Gail Umehara / Wordsmith
During her 16 years in Japan, Gail juggled raising a family with, amongst other things, working as a translation assistant, librarian, and editor. Back in Australia, she continues to work with words as an interpreter, editor and TAFE lecturer.

Kare Raisu

If you ask Japanese schoolchildren about the origin of the kare raisu (curry rice) regularly served as school lunch, most will tell you it is a Japanese dish and in many ways they are right. Certainly, even though people around the world associate "curry" with India, not many people from India would recognize Japanese kare raisu as an Indian dish. In fact, the vindaloo, biryani, korma or other dishes we think of as variations of curry are considered separate dishes in Indian cuisine. The English word 'curry' is generally agreed to come from a Tamil word, kari, meaning spicy sauce; but British food writers Colleen and Peter Grove claim that the word goes all the way back to a 14th century Old English word 'cury' that simply meant 'cooking', which took on a more specific meaning centuries later when spices from the East found their way into English-style stew. From the colonies and through migration, curry, English-style, became popular throughout Britain in 2000, chicken curry was voted one of the top British national dishes in a Gallup poll.

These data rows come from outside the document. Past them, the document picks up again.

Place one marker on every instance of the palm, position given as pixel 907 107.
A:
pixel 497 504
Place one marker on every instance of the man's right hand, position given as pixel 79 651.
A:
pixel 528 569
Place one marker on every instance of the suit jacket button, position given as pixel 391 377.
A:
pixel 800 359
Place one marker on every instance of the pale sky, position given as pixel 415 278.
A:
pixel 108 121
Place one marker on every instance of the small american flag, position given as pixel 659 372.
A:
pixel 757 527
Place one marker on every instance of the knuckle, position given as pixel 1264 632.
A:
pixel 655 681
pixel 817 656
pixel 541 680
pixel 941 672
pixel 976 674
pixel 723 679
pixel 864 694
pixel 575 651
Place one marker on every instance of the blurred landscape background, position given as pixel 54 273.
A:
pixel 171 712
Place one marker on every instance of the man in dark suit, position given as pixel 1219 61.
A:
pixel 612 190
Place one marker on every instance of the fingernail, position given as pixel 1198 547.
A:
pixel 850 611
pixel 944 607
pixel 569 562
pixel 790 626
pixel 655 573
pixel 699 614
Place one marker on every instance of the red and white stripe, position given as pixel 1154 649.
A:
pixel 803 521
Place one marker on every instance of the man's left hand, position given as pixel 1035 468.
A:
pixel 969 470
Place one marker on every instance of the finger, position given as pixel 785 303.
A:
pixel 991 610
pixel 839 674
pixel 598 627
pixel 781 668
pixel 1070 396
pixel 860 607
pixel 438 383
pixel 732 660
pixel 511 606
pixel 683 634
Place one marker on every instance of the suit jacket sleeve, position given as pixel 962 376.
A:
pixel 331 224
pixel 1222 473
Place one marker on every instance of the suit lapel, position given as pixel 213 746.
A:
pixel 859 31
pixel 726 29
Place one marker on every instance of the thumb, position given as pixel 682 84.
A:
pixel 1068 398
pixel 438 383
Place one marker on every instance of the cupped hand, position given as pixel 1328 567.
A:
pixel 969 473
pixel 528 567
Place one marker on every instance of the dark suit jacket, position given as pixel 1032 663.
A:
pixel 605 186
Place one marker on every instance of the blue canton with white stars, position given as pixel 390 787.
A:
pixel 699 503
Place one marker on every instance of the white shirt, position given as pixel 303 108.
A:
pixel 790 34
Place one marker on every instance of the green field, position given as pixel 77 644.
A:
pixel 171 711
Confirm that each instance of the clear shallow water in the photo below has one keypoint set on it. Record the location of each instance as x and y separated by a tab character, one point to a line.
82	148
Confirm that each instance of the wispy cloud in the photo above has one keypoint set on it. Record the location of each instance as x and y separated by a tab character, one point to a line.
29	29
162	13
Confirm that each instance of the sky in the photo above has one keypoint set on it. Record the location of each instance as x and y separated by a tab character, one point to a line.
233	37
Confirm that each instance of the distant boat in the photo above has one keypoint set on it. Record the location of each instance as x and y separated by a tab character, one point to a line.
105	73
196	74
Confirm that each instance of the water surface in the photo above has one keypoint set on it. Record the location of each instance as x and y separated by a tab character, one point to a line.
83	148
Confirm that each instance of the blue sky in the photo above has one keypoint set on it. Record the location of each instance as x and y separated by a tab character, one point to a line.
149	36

And it was as a British dish that curry came to Japan around the 1870s. The Japanese Imperial Navy adopted the beef stew flavoured with curry powder that their Royal Navy counterparts were enjoying, with modifications the Royal Navy served curry with bread; Imperial Navy cooks substituted the bread with rice and thickened the dish with flour to keep it from spilling in high seas. In civilian society, raisukare was a luxury item at the Western-style restaurant Seiyoken in Ueno Park as early as 1877. But making curry at home did not become popular until the late 1950s, when blocks of curry paste, rather than powder, came on to the market. That made it easy to make curry anywhere, and the popularity of curry in Japan expanded to the point that it is estimated that on average a Japanese person now eats curry 84 times a year. The curry rice tradition is still maintained in the Japanese navy, where every Friday is "curry day" and different ships have their own special recipe several of which are published on the MSDF's website!